4. A method for identifying functional genes of microorganisms in a soil sample responsible for antimony reduction process and metabolic pathways thereof, the method comprising the steps of:

(1) adding the soil sample to a mineral salt solution for anaerobic culture until a background substrate of the soil sample is completely consumed;

(2) (i) adding acetic acid and KSb(OH)6 for culture to form a first-generation microcosm culture system; (ii) diluting, after all Sb(V) in the system is reduced to Sb(III), the first generation culture system and adding acetic acid and KSb(OH)6 for further culture to form a second-generation culture system; (iii) diluting, after all Sb(V) in the second generation system is reduced to Sb(III), the second generation culture system and adding acetic acid and KSb(OH)6 for further culture to form a third-generation culture system; and (iv) extracting total DNA from the soil sample in the second and third generation culture systems respectively;

(3) (i) performing 16S rRNA gene amplification and sequencing analysis on the total DNA of the soil sample in the second and third generation enrichment culture systems, (ii) comparing the results with DNA-SIP microbial population to confirm that the communities in the enrichment culture systems contain antimony-reducing microorganisms determined by DNA-SIP;

(iv) setting up a metagenomic library, obtaining original sequencing Reads, performing sequencing data quality control, filtering low-quality data, and assembling the sequence to obtain Contigs; performing sequence comparisons, mapping the Reads of Contigs' independent data set to evaluate its abundance, performing Binning assembly on Contigs, and taking bins with integrity >90% and redundancy <10%; for downstream analysis; and

(4) (i) analyzing the abundance of functional genes and metabolic pathways related to antimony cycle and resistance, carbon fixation, nitrogen cycle, and sulfur cycle in the metagenomic bins, and (ii) identifying the genes related to Sb(V) reduction metabolism and the metabolic pathways.

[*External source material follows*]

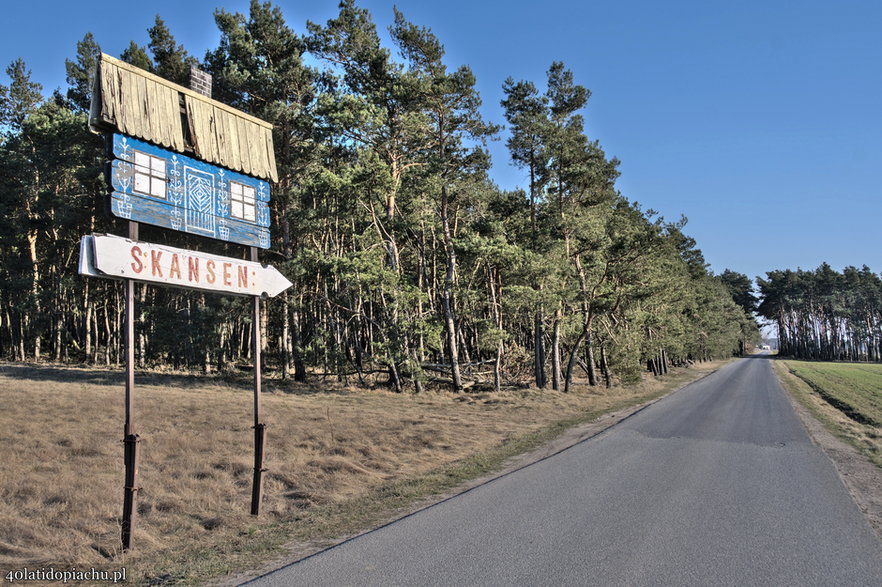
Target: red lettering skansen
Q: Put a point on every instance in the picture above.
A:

5. The method according to claim 4, wherein each of the microcosm culture systems in step (2), the final concentration of acetic acid is 0.060 g/L, and the final concentration of KSb(OH)6 is 0.131 g/L.

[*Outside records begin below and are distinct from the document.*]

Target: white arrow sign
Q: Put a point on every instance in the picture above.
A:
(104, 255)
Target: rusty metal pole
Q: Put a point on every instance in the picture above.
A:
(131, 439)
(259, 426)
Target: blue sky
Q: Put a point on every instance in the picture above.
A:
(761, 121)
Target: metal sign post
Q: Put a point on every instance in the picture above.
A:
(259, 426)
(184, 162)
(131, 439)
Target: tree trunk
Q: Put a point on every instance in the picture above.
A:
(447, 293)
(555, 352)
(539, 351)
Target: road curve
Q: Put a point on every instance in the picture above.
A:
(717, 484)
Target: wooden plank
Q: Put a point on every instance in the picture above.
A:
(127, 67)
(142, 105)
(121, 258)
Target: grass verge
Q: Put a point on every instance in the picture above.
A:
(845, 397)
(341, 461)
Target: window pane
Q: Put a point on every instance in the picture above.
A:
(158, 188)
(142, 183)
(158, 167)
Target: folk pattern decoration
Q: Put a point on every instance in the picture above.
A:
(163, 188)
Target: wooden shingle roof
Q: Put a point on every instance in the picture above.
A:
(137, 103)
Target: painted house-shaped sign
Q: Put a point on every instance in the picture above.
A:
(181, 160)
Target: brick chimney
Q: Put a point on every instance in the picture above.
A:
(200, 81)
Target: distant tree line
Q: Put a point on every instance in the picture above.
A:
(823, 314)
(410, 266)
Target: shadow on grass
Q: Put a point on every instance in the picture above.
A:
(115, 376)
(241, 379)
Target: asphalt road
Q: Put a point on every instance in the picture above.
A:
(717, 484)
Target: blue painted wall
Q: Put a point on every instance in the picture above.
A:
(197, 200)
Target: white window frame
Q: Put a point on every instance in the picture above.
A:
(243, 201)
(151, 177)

6. The method according to claim 4, wherein

the metagenomic library is established using the Illumina Hiseq 4000 platform; and wherein

the data quality control is analyzed by Trimmomatic-0.36.

7. The method according to claim 4, wherein

the sequence assembly is carried out using Megahit; and

the sequence comparison is carried out using Bowtie 2.

8. The method according to claim 4, wherein

the Binning assembly is carried out using the default setting of CONCOCT.

9. The method according to claim 1, wherein the mineral salt solution comprises 10.55 g/L Na2HPO4.12H2O, 1.5 g/L KH2PO4, 0.3 g/L NH4Cl, 0.1 g/L MgCl2, 0.00001 g/L vitamin H, 0.00002 g/L niacin, 0.0001 g/L vitamin B1, 0.00001 g/L p-aminobenzoic acid, 0.000005 g/L vitamin B5, 0.00005 g/L pyridoxamine hydrochloride, 0.00001 g/L cyanocobalamin, 10 μL/L HCl (25%, w/w), 0.0015 g/L FeCl2.4H2O, 0.00019 g/L CoCl2.6H2O, 0.0001 g/L MnCl2.2H2O, 0.00007 g/L ZnCl2, 0.000024 g/L NiCl2.6H2O, 0.000036 g/L NaMoO4.2H2O, 0.000006 g/L H3BO3, and 0.000002 g/L CuCl2.2H2O.

10. The method according to claim 1, wherein the anaerobic culture in step (1) comprises purging the culture system with N2 during the culture.

11. The method according to claim 4, wherein the mineral salt solution comprises 10.55 g/L Na2HPO4.12H2O, 1.5 g/L KH2PO4, 0.3 g/L NH4Cl, 0.1 g/L MgCl2, 0.00001 g/L vitamin H, 0.00002 g/L niacin, 0.0001 g/L vitamin B1, 0.00001 g/L p-aminobenzoic acid, 0.000005 g/L vitamin B5, 0.00005 g/L pyridoxamine hydrochloride, 0.00001 g/L cyanocobalamin, 10 μL/L HCl (25%, w/w), 0.0015 g/L FeCl2.4H2O, 0.00019 g/L CoCl2.6H2O, 0.0001 g/L MnCl2.2H2O, 0.00007 g/L ZnCl2, 0.000024 g/L NiCl2.6H2O, 0.000036 g/L NaMoO4.2H2O, 0.000006 g/L H3BO3, and 0.000002 g/L CuCl2.2H2O.

12. The method according to claim 4, wherein the anaerobic culture in step (1) comprises purging the culture system with N2 during the culture.